In this attention to inequalities, Omanga explained that the power of COVID-19 may be to bring attention to longer histories of Euro-American engagement in African research:
‘this issue of remoteness is not new, the study of Africa has always had this debate about distance and remoteness, whether we talk about translation, mediated forms, or parachute interviews. There has always been a mediated form of reaching populations’.
Similar dynamics of remoteness have also long been a feature of many research projects whereby ethical clearance is negotiated in a faculty which decides research topics and sites, away from (often) vulnerable and marginalised communities themselves. In other ways, too, COVID-19 provides a moment to scrutinise the ethics of research practices in unequal and globalised contexts – to draw attention to older questions in fieldwork-based disciplines.
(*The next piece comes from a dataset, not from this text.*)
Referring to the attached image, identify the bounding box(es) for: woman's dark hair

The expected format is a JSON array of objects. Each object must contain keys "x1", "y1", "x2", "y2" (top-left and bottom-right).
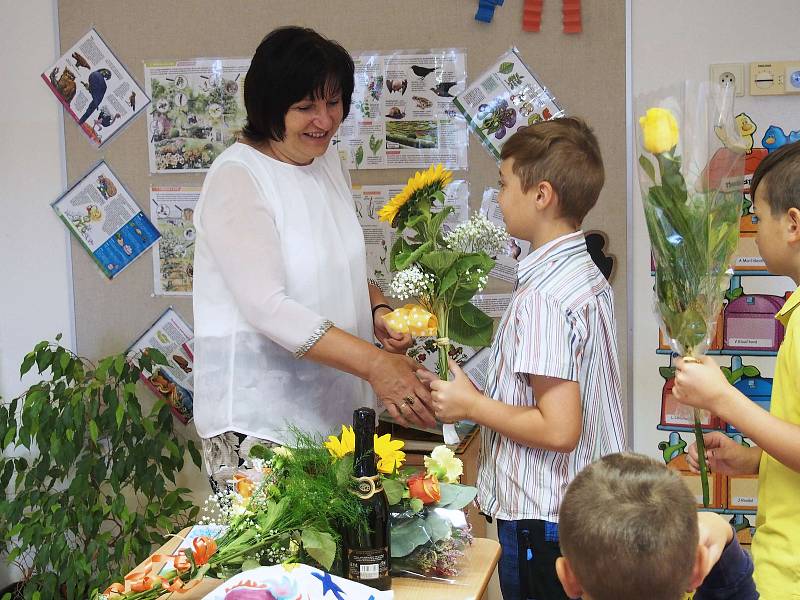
[{"x1": 242, "y1": 26, "x2": 354, "y2": 143}]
Bear notes that crisis moments are critical junctures to assess for whom research bears value. COVID-19 then provides a moment to pause and contemplate which research encounters are necessary, and what is responsibility of researchers in times of upheaval. While COVID-19 is new, the attention of anthropologists on assessing the implications of specific contexts and crises is not. In this way crisis moments represent an extension of ongoing questions of how to adapt research design and ethics to the specifics of the fieldwork context. Rather than ushering in a new research epoch, the pandemic provides a moment to reflect and continue to negotiate older principles. In the same way as informed consent requires nuanced approaches in vulnerable communities, how can this process be navigated based on groups’ interaction with digital media? Just as ethnographers are wary of parachuting into physical communities and organisations, how can field workers avoid invading digital spaces?
In a similar vein, older ideas of participation, community and mutuality drive adaptation to new digital mediums. If communities are being (re)shaped through online forms, such as mutual aid groups in the UK, what insights can ideas of community, and questions of inclusion and exclusion, which lie at the core of the anthropological discipline, yield against physical/virtual groups of mutual aid.
The post-pandemic future
In a moment where many researchers are experiencing a loss of control over the conventions of their discipline, it is important to differentiate reality from representation. Such a task can be driven through applying older and newer concerns to post-pandemic fieldwork. A consideration of inequities and ethics must lie at the centre of conversations regarding the transformation of disciplines as field sites are challenged and transformed.